Study Guide: No Enemy

Sunday October 30, 2016 | Greg Boyd

Focus Scripture:

Brief Summary:

In this third week of our Without Borders series and a week before the election we are reminded that Jesus' challenge to us in loving our enemies was designed to remind us that God has no human enemies. He has called us to be agents of peace, to find the commonality between us and to build on it. This practice will be exceedingly challenging during this election time. We are quick to blame and quick to judge. Jesus invited people on the polar opposites of the political controversy of his day to be brothers within his community of disciples.

Extended Summary:

In this third week in our Without Borders series, Greg Boyd emphasizes that the foundational call of Kingdom people is to model the self-sacrificial and enemy loving character of Jesus. The fact that Jesus teaches so explicitly on the importance of loving your enemy and that the church has historically watered down this message is of critical importance in this volatile election season in the United States.

Jesus’ teaching on the importance of loving enemies is seen most explicitly in Luke 6: 27-8, 32-33, 35-57 and 41-42. We see in these passages a close connection between loving ones enemies and avoiding living in judgment of others along with five critical components to this type of love. First, there is no exception to the command to “love your enemies” and no caveats made about whom this does NOT include. Second, the context of Jesus’ statement in the midst of Roman oppression would have provided an obvious exception to loving ones enemies if an exception were intended. Third, Jesus bases this command on the character of the Father and it is also seen in the enemy loving character of Jesus’ crucifixion. Fourth, loving enemies is noted as a defining characteristic of being a child of God and is part of a different kind of Kingdom. Fifth, Jesus understands that in the context of our present world this command will seem strange and Jesus becomes the exemplar of his own command on the cross.

Jesus could only refrain from violence and retaliation because he left all judgment to God. This contrasts to our world where judgment permeates everything and is seen in our “Me First” disease. This propensity towards judgment is the original sin of Genesis 3 where we cling to our desire be the determiner of good and evil, but without the knowledge to back up that desire.. Jesus kingdom comes into our judgmental merry-go round and says, “Get your life from me and you can hop off the judgmental merry-go round of mayhem.” We are called to be ambassadors to put on display the beauty of the Kingdom of God. This involves staying above the categorizations of the world and the typical Us vs. Them distinctive. The enemy-loving Kingdom of Jesus is one where there is an Us, but no Them; a Center, but no Borders.

Reflection Questions:

  1. Spend some time to picture a current political candidate or someone you have a hard time loving. Do you see them as an enemy? Does your view of them agree with God that they were worth dying for?
  2. Do you feel like you are living on the judgmental merry-go round? What is one thing you could do this week to allow God to begin freeing you from this cycle?
  3. What is most concerning to you about living out your faith “Without Borders”? What is it that could potentially be lost or threatened?
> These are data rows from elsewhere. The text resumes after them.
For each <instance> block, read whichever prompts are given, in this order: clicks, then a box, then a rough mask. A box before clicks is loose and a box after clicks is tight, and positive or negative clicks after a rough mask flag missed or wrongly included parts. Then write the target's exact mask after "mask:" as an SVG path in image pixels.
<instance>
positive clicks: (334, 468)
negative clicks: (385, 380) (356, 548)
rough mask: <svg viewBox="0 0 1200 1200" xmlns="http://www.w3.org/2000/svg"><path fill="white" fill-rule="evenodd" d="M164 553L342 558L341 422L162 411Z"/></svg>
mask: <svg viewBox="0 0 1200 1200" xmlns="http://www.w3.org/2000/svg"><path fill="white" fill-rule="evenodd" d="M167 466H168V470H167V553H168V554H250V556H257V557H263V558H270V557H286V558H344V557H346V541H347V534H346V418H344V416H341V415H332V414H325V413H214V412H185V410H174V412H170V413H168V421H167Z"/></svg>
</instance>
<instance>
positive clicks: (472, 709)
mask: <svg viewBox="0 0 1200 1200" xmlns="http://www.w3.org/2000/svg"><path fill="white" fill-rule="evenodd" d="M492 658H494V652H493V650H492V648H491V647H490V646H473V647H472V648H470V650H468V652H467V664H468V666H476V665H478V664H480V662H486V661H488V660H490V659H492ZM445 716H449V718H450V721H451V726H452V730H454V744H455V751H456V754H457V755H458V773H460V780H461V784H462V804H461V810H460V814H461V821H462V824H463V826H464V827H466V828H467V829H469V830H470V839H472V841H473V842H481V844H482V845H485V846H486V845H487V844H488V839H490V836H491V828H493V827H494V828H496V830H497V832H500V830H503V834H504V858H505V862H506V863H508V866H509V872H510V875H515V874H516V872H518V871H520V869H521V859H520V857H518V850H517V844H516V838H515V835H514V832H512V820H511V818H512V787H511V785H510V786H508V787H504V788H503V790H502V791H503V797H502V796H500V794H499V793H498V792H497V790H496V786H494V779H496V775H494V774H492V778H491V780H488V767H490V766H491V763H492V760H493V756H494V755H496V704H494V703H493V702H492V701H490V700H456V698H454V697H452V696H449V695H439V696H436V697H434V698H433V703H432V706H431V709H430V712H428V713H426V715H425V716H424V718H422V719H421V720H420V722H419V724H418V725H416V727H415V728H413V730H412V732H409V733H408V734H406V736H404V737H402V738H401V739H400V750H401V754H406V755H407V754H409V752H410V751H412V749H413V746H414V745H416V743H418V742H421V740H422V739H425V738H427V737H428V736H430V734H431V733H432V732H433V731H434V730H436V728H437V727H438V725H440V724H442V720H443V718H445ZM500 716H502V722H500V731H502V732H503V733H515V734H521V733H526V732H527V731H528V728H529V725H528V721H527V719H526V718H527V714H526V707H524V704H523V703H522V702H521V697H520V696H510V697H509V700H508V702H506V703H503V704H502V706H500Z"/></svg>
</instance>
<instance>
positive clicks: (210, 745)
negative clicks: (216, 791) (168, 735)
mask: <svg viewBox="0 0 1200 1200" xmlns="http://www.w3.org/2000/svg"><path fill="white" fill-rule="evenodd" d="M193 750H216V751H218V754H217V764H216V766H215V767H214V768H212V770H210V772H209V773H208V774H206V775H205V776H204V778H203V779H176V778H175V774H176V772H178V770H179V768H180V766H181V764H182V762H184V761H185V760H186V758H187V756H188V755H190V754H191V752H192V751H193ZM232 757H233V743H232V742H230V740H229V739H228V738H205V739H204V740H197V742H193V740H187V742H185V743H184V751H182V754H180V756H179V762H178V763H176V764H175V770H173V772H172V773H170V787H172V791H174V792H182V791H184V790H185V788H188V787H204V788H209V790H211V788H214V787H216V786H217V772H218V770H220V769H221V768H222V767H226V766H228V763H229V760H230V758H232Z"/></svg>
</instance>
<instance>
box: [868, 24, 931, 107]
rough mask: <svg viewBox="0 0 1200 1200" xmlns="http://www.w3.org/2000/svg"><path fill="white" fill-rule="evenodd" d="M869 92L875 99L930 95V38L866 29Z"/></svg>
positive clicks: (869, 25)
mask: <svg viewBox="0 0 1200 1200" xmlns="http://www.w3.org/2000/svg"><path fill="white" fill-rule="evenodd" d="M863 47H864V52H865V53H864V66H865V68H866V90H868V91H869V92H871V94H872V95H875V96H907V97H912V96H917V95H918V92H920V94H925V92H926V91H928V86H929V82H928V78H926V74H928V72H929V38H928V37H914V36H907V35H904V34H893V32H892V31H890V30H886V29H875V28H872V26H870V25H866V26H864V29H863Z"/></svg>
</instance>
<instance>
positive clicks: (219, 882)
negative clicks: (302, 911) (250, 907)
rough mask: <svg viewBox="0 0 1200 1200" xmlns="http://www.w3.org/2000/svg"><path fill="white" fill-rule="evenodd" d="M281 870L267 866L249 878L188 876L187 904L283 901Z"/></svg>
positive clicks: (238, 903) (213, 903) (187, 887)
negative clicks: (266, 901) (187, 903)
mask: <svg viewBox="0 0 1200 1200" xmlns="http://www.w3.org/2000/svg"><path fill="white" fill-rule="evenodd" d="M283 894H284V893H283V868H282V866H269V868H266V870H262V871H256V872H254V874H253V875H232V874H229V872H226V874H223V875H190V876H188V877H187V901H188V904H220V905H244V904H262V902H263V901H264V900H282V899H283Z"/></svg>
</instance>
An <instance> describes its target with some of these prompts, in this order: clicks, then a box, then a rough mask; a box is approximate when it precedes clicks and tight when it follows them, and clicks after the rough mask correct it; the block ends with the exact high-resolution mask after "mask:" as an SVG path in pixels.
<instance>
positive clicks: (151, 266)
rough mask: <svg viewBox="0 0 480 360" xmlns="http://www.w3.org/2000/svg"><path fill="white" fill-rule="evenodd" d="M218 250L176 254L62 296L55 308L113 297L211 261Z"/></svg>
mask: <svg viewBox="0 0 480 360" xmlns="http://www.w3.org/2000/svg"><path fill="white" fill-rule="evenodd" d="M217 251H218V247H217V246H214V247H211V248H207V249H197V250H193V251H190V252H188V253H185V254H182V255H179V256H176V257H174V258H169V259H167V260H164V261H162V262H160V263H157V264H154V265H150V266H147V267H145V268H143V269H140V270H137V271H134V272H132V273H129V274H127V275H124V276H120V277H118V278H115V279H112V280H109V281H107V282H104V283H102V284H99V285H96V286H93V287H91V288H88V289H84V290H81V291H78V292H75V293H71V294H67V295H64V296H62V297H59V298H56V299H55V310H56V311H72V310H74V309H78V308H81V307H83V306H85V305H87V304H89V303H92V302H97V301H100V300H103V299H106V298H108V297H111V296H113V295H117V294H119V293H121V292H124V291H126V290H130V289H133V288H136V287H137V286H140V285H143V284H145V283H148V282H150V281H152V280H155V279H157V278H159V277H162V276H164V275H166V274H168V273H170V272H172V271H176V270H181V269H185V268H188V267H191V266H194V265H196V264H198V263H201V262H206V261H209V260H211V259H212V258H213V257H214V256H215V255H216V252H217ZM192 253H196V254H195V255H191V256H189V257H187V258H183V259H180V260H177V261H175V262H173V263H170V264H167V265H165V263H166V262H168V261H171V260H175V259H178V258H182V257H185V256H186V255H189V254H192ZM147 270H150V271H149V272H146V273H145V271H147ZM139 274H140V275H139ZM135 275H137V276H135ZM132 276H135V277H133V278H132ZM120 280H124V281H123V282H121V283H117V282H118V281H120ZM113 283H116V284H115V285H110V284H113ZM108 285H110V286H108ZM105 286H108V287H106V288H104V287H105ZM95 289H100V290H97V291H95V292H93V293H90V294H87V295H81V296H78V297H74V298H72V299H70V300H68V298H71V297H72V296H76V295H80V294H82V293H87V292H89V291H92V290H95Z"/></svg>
Action Steps for Growth Groups:

  1. As Greg mentioned in the sermon think of 3 people that you struggle to love. Pray for them daily and share that experience with your group.
  2. Plan to attend the Prayer/Communion service on Nov 8th at 7:30 with others from your group.
  3. Greg explained that the sun shines and rain falls on everyone without exception and without judgment. So how can you this week take tangible action to bless someone who you find difficult to love. This person could be in your family, work, neighborhood…anywhere in your life that you find it difficult to love someone.